Dialogue generation

Implementation of a neural dialogue generator model with pretrained XLNet architecture Yang et al. (2019) on daily dialog dataset Li et al. (2017). Top-k sampling Fan et al. (2018) and nucleus decoding Holtzman et al. (2019) are available as decoding techniques. Currently working on fine-tuning the input tensors (role embeddings) for the XLNet model.

Usage

The model uses mixed precision training from nvidia/apex. Note that apex is not required and is only used if it is available. For installation guide of this module see the official instructions.

The model can be trained with the following command. Note that <data_dir> and <model_dir> are optional, as they are provided by default. Training with different hyperparameters can be done by running the train.py script and passing the desired options as command line arguments.

./run.sh "train" "<data_dir>" "<model_dir>"
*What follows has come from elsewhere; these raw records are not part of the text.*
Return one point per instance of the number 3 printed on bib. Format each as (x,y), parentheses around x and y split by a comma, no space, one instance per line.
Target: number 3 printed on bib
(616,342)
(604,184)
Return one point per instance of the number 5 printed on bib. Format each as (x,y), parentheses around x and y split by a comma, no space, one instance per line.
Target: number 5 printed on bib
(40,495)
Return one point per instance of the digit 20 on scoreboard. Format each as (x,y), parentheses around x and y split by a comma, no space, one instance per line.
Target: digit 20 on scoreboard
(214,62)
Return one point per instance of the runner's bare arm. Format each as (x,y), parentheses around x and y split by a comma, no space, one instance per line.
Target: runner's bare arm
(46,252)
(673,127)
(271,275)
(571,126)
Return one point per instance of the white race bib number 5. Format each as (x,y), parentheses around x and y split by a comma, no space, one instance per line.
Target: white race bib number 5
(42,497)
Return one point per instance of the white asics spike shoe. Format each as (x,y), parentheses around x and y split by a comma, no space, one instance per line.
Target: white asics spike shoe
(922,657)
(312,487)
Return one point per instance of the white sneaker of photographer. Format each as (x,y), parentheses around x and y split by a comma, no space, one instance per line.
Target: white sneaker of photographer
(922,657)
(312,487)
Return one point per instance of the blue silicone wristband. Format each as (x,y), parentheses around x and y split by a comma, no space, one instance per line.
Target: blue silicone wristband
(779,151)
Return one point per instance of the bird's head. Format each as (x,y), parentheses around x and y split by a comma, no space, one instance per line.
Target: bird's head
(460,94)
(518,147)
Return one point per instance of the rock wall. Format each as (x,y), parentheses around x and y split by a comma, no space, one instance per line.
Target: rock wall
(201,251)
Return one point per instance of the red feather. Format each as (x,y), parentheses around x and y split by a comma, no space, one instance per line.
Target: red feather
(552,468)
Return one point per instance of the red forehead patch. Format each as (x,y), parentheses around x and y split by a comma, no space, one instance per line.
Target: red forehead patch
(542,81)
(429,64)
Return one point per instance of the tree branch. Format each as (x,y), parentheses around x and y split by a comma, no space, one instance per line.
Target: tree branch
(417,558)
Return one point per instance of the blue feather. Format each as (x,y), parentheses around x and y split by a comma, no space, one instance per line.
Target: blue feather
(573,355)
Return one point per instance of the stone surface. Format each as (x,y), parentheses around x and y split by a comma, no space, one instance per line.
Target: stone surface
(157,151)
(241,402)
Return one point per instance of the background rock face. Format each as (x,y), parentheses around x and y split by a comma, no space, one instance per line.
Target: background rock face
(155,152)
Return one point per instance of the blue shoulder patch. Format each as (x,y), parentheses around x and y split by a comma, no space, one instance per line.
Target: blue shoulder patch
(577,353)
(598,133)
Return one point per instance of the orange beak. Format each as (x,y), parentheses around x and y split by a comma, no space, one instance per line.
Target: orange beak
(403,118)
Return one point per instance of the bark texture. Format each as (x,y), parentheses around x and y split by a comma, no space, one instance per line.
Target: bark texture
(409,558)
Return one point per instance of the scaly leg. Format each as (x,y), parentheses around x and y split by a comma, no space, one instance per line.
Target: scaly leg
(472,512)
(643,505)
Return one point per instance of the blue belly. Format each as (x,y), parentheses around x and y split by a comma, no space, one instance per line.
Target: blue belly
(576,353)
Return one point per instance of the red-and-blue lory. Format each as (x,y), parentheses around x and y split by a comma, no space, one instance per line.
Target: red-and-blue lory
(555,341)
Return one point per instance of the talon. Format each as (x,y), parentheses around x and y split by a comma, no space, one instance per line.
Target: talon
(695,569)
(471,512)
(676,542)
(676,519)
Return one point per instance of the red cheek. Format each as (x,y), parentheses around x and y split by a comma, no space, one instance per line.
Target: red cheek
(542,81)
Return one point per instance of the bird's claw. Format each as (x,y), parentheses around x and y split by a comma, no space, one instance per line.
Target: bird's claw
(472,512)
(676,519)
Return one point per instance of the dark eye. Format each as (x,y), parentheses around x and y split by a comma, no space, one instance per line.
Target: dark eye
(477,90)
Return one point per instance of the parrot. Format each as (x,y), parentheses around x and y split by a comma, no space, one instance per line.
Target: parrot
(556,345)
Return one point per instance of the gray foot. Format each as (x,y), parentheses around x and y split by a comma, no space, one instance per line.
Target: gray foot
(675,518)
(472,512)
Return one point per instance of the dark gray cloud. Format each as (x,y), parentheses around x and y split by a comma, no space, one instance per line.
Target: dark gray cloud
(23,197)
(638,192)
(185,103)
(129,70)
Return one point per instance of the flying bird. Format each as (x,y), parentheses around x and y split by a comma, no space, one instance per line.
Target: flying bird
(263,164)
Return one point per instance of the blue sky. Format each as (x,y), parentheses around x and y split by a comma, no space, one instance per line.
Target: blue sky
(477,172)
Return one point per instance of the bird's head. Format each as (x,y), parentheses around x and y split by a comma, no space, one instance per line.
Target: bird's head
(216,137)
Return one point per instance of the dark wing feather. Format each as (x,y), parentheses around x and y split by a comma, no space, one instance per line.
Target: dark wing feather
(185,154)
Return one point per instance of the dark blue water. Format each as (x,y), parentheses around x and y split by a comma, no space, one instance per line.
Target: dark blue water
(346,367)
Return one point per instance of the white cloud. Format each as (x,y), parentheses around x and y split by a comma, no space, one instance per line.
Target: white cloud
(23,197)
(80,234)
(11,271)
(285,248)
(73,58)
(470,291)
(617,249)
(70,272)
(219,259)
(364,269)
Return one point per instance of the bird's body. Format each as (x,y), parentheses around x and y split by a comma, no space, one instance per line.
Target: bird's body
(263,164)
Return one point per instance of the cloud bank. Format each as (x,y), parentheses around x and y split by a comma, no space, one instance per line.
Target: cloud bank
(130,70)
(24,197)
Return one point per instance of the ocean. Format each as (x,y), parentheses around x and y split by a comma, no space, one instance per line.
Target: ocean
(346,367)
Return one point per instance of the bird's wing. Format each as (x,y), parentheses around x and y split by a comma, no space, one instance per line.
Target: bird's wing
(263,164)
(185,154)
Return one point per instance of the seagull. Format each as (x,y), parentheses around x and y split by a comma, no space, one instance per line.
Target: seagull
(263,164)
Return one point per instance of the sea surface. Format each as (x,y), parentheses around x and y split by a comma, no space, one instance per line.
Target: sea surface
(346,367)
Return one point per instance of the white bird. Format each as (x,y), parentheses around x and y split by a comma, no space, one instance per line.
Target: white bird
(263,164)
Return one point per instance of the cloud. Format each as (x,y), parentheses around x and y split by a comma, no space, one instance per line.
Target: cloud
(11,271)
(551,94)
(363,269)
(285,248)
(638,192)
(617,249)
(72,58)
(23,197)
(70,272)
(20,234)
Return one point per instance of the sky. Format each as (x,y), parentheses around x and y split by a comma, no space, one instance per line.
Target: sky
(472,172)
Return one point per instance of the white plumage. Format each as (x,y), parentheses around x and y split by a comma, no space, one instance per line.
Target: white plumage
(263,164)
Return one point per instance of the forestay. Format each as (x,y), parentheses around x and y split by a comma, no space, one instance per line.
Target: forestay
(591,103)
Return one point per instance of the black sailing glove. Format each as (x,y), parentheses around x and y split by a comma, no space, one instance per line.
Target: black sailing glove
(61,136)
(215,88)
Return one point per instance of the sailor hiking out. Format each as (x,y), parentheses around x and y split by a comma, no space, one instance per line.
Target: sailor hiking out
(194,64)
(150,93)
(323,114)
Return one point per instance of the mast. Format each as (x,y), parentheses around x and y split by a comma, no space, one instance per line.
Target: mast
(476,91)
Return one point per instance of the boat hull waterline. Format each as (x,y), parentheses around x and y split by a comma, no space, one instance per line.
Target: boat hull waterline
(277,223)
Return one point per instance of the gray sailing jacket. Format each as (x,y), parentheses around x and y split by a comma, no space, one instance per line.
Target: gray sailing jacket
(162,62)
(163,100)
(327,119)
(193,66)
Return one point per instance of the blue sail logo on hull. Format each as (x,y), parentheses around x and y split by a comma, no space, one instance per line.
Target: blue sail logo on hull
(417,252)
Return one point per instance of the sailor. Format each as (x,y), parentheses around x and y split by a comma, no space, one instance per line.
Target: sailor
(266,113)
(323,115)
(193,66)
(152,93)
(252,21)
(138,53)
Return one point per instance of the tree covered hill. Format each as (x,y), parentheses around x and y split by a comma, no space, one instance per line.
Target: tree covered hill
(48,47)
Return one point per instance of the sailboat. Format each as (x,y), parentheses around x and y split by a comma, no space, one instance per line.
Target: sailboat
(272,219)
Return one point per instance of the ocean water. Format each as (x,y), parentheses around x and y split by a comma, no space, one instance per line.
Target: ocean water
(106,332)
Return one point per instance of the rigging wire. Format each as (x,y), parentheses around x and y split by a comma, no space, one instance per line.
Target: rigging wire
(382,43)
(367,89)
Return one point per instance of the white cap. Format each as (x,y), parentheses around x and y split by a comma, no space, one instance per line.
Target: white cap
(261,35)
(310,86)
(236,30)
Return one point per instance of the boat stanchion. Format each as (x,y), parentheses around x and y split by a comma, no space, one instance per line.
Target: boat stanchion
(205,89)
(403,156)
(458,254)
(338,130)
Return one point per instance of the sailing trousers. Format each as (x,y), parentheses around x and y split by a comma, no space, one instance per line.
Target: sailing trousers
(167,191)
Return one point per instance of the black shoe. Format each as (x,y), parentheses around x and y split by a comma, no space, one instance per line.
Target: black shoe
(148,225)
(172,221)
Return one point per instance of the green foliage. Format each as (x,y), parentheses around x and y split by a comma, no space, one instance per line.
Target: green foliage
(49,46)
An interactive evaluation mode is available on the trained model by switching the train to the eval flag.

./run.sh "eval" "<data_dir>" "<model_dir>"

Training the model is fast and easy on Google Colaboratory, which can be done from scratch by creating a new colab file in your Google Drive and running it with the following snippet. It is important to set the runtime type to GPU with a Tesla T4 unit as it can fully leverage mixed-precision training and is much faster than the older K80 version. You can check the current type by running the following line in a cell of your colab.

!nvidia-smi

Copy and run the following code in a cell of your colab file for installing the model.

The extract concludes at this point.